Treatments for such chronic diseases all target Class B G protein-coupled-receptors, however, there are large gaps in our knowledge of how these receptors function. In part, this stems from their size. They are so small that only in the past few years has technology advanced to a stage where researchers are beginning to be able to “solve the structure” – to attain an understanding of what these receptors look like.
This is important because knowing how the receptors are structured helps us understand how they work. This knowledge in turn can enable the design of drugs that target the receptor more accurately and have fewer side effects.
The structure solved by Monash Institute of Pharmaceutical Sciences (MIPS) researchers and their collaborators is that of the calcitonin receptor, a receptor targeted by treatments for hypercalcemia and Paget’s disease (a bone disorder).

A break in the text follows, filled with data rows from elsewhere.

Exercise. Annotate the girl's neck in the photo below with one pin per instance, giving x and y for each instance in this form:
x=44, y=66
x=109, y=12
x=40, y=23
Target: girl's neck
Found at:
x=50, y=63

The breakthrough is significant not just because of the additional knowledge it reveals, but also because of the method used to uncover it.
This is the first time that a cryo-electron microscope has been used to reveal the structure of a G protein-coupled-receptor, and the first time that the full-length structure of a receptor in this class has been solved.
“The fact that we have been able to use cryo-electron microscopy to arrive at these important findings is a vindication of investment to date in this area, and makes a strong case for further investment in the future,” MIPS Doctor Denise Wootten said.
“The information revealed by this study should ultimately enable the design of better drugs to treat not only diseases regulated by the calcitonin receptor but also those involving related receptors including diabetes, obesity, osteoporosis and migraine” Head of Drug Discovery Biology at MIPS, Professor Patrick Sexton said.
The research has been published in the influential journal Nature and was conducted in collaboration with the Max Planck Institute of Biochemistry in Germany, and the University of Michigan, Stanford University, and the Mayo Clinic in the US.